Jack Tramiel musiał przełknąć kolejną porażkę w starciu z Commodore i skupić się na własnym projekcie "Rock Boottom Price". Prace nad komputerem uległy przyspieszeniu gdyż postanowiono użyć jak najwięcej dostępnych już na rynku układów elektronicznych i już po pięciu miesiącach Atari dysponowało działającym prototypem komputera, który oznaczono symbolem "ST" opisującym jego architekturę - Sixteen / Thirtytwo. Atari rozpoczęło także poszukiwania systemu operacyjnego dla swojego komputera i wiadomym było, że musi to być system podobny do tego, jakie pokazało Apple w komputerze Macintosh. Rozpoczęto poszukiwania firmy, która podjęłaby się stworzenia GUI dla Atari ST. Jedną z firm z jaką prowadzono rozmowy był Microsoft, który zobowiązał się do stworzenia wersji Windows na Atari ST w ciągu dwóch lat. Taki termin jednak był dla Atari nie do zaakceptowania. Rozważano zastosowanie systemu CP/M stworzonego na procesory 68k, jednak zdaniem Tramiela rozwiązanie to choć działające i szybkie do zaadaptowania na Atari ST, nie było na tyle atrakcyjne by przyciągnąć klientów a ponadto nie oferował możliwości jakich oczekiwałoby Atari - np. nie obsługiwał podkatalogów. Wybór Tramiela padł na okienkowy system operacyjny GEM firmy Digital Research, które rozpoczęło pracę nad GUI "Cristal" składającego się z GEMDOS i atrakcyjnego GUI.

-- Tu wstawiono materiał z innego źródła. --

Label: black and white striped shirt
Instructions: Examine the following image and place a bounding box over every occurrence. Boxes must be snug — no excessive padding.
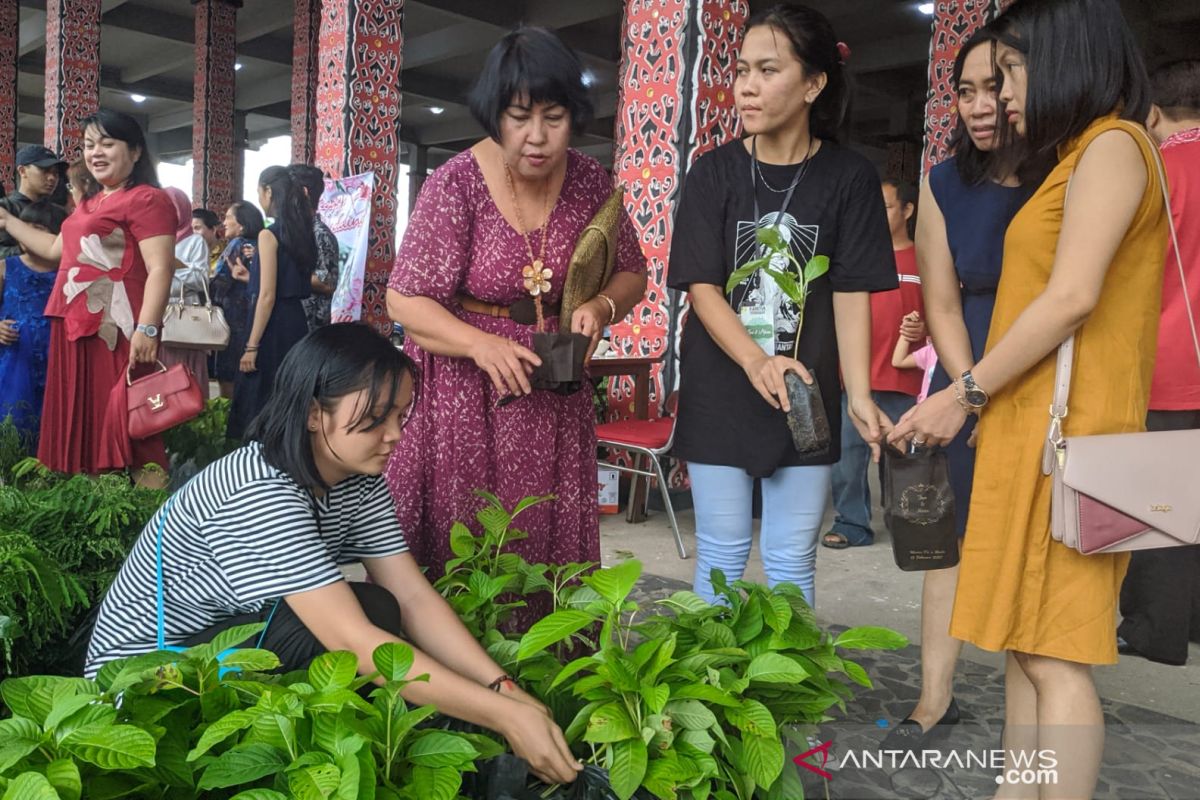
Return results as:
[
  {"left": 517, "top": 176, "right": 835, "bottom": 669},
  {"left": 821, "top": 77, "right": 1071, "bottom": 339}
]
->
[{"left": 84, "top": 442, "right": 407, "bottom": 677}]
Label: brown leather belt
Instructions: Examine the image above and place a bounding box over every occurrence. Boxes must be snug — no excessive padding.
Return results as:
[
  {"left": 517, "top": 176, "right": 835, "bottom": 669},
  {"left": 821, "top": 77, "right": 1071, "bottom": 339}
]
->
[{"left": 456, "top": 294, "right": 560, "bottom": 326}]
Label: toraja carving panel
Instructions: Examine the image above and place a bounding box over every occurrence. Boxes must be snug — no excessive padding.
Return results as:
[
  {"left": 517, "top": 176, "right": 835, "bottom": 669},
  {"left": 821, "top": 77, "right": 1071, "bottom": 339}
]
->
[
  {"left": 922, "top": 0, "right": 1018, "bottom": 175},
  {"left": 193, "top": 0, "right": 239, "bottom": 214},
  {"left": 0, "top": 0, "right": 17, "bottom": 190},
  {"left": 315, "top": 0, "right": 403, "bottom": 333},
  {"left": 610, "top": 0, "right": 745, "bottom": 426},
  {"left": 44, "top": 0, "right": 100, "bottom": 160},
  {"left": 291, "top": 0, "right": 321, "bottom": 166}
]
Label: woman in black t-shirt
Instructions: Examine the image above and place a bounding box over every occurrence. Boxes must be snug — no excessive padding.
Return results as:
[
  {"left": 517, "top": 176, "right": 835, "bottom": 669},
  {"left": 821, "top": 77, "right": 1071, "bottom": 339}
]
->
[{"left": 668, "top": 4, "right": 896, "bottom": 605}]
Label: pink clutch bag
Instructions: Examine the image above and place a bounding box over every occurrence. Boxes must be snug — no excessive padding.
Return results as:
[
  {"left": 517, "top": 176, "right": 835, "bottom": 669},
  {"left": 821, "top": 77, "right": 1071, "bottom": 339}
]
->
[{"left": 1043, "top": 125, "right": 1200, "bottom": 554}]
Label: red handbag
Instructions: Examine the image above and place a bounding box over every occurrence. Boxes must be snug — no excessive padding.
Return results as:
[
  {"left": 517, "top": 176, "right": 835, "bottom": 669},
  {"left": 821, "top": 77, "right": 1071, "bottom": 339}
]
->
[{"left": 126, "top": 361, "right": 205, "bottom": 440}]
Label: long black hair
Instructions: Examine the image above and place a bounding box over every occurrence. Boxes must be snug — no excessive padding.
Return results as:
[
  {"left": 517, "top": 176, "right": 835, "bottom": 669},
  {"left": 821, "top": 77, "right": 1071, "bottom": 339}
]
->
[
  {"left": 468, "top": 26, "right": 594, "bottom": 140},
  {"left": 989, "top": 0, "right": 1151, "bottom": 159},
  {"left": 246, "top": 324, "right": 417, "bottom": 491},
  {"left": 742, "top": 4, "right": 850, "bottom": 141},
  {"left": 258, "top": 165, "right": 316, "bottom": 275},
  {"left": 79, "top": 109, "right": 159, "bottom": 197},
  {"left": 227, "top": 200, "right": 264, "bottom": 241}
]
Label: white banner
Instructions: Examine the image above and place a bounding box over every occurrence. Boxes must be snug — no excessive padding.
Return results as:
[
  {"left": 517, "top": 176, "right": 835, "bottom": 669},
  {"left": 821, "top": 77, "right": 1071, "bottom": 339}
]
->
[{"left": 318, "top": 172, "right": 375, "bottom": 323}]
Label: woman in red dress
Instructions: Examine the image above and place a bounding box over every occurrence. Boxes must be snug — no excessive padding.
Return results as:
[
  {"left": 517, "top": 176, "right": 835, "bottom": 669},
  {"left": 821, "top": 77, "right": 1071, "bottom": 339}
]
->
[{"left": 0, "top": 110, "right": 176, "bottom": 482}]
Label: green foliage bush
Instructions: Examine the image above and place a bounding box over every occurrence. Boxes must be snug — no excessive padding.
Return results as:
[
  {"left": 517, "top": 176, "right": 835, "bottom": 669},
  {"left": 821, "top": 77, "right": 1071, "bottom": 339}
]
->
[{"left": 162, "top": 398, "right": 241, "bottom": 477}]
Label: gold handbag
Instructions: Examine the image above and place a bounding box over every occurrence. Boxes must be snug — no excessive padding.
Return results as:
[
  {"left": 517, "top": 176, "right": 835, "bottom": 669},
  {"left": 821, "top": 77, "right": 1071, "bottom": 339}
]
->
[{"left": 161, "top": 272, "right": 231, "bottom": 351}]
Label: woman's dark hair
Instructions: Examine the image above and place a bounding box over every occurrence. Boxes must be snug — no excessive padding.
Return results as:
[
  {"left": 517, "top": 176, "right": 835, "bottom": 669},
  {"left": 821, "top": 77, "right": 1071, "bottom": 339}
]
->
[
  {"left": 19, "top": 199, "right": 68, "bottom": 235},
  {"left": 259, "top": 165, "right": 316, "bottom": 275},
  {"left": 742, "top": 4, "right": 849, "bottom": 141},
  {"left": 192, "top": 208, "right": 220, "bottom": 230},
  {"left": 468, "top": 26, "right": 594, "bottom": 140},
  {"left": 78, "top": 109, "right": 159, "bottom": 197},
  {"left": 1151, "top": 59, "right": 1200, "bottom": 120},
  {"left": 287, "top": 164, "right": 326, "bottom": 213},
  {"left": 246, "top": 323, "right": 417, "bottom": 491},
  {"left": 227, "top": 200, "right": 264, "bottom": 240},
  {"left": 989, "top": 0, "right": 1151, "bottom": 158}
]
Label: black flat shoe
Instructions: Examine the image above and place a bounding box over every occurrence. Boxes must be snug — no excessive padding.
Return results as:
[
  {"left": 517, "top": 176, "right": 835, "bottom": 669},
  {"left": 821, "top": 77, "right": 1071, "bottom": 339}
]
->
[{"left": 879, "top": 697, "right": 961, "bottom": 753}]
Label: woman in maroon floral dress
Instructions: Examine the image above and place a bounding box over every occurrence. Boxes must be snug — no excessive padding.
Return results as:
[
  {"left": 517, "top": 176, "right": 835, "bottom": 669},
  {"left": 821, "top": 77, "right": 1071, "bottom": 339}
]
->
[{"left": 386, "top": 27, "right": 648, "bottom": 583}]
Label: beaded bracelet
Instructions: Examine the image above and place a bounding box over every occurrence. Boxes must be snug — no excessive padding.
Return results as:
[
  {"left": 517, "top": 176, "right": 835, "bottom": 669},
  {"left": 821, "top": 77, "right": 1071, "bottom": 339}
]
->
[{"left": 488, "top": 674, "right": 517, "bottom": 692}]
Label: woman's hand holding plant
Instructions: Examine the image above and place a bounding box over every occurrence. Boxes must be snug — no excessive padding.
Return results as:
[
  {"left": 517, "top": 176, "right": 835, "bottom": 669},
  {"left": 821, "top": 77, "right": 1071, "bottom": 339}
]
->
[
  {"left": 889, "top": 385, "right": 969, "bottom": 450},
  {"left": 744, "top": 353, "right": 813, "bottom": 412},
  {"left": 468, "top": 332, "right": 542, "bottom": 398},
  {"left": 497, "top": 700, "right": 583, "bottom": 785}
]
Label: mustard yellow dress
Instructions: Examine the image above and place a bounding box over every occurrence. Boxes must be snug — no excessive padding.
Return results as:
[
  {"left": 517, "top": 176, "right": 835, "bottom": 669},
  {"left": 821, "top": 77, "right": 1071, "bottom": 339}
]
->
[{"left": 949, "top": 117, "right": 1169, "bottom": 665}]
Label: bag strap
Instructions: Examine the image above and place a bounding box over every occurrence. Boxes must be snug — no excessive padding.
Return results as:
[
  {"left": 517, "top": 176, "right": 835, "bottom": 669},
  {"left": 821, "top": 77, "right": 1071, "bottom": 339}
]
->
[
  {"left": 1043, "top": 124, "right": 1200, "bottom": 474},
  {"left": 154, "top": 492, "right": 181, "bottom": 650}
]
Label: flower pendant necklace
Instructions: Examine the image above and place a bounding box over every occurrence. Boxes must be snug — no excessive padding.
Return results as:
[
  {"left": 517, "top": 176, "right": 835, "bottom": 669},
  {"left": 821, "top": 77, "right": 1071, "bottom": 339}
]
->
[{"left": 503, "top": 159, "right": 553, "bottom": 329}]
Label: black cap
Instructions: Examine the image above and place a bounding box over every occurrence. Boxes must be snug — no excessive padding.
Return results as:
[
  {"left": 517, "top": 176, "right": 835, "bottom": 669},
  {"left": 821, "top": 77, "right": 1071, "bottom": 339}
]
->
[{"left": 16, "top": 145, "right": 66, "bottom": 169}]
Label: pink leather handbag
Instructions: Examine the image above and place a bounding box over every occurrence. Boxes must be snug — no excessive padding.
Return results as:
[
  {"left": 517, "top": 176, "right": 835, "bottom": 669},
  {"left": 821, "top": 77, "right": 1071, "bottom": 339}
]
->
[{"left": 1043, "top": 126, "right": 1200, "bottom": 554}]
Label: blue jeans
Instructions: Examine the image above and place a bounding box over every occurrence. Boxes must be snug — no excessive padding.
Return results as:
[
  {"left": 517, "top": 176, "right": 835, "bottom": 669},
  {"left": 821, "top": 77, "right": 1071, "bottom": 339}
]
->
[
  {"left": 829, "top": 390, "right": 917, "bottom": 546},
  {"left": 689, "top": 462, "right": 833, "bottom": 608}
]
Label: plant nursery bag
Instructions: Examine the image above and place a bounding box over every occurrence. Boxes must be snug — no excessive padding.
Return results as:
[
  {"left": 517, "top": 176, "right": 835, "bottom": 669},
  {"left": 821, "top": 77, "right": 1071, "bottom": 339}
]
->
[{"left": 883, "top": 447, "right": 959, "bottom": 571}]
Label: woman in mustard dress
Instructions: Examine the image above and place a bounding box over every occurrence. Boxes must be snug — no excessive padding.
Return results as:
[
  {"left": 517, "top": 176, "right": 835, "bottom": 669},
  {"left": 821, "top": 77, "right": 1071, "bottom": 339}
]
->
[{"left": 891, "top": 1, "right": 1167, "bottom": 796}]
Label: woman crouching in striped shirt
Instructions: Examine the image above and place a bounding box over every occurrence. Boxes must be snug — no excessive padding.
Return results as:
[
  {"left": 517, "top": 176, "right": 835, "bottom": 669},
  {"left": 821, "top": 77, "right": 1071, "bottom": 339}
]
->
[{"left": 84, "top": 322, "right": 582, "bottom": 786}]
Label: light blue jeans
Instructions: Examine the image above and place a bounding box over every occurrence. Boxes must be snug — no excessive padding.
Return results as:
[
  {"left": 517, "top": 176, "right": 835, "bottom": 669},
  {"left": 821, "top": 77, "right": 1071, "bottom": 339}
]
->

GEM (Graphical Environment Manager) został stworzony przez zespół Digital Research kierowany przez byłego pracownika Xerox PARC - Lee Jay Lorenzena. Początkowo był on tylko uniwersalną biblioteką graficzną współpracującą z systemem CP/M na komputerach zbudowanych w oparciu o procesor Intel 8088. John Feagans (inżynier oprogramowania, były pracownik Commodore) wraz z Leonardem Tramielem (syn Jacka Tramiela) pojechał do siedziby firmy Digital Research by zapoznać się z systemem GEM, który jeszcze wówczas nosił ciągle nazwę "Cristal". Digital Research zaprezentowało im wersję przeznaczoną na procesory Intela i mocno okrojoną i nie do końca działającą wersję na komputery Apple Lisa.

GEM z 1984 roku.
GEM z 1984 roku.

Pierwsza wersja systemu operacyjnego GEM została zaprezentowana także Jackowi Tramielowi latem 1984 roku, ale Tramiel ze względów tylko znanych samemu sobie, nie chciał podjąć ostatecznej decyzji co do jego akceptacji. Tymczasem termin planowanej prezentacji Atari ST zbliżał się nieuchronnie i ciągle nie wiadomo było, czy angażować się w rozwój GEM‑a na platformę Atari ST, czy też rozpocząć prace nad własnym systemem od podstaw. Leonard Tramiel nadzorujący zagadnienia związane z systemem operacyjnym Atari także się wahał. Z jednej strony GEM który można przystosować w miarę szybko licząc się jednak z tym, że nie spełni wszystkich założeń projektu. Z drugiej, można stworzyć system od początku, przystosować do własnych wymagań, ale to wymagało znacznie więcej czasu i Leonard Tramiel doskonale zdawał sobie sprawę, że choć w Atari pracowało naprawdę wielu świetnych inżynierów, nikt nie posiadał doświadczenia w zakresie tworzenia GUI.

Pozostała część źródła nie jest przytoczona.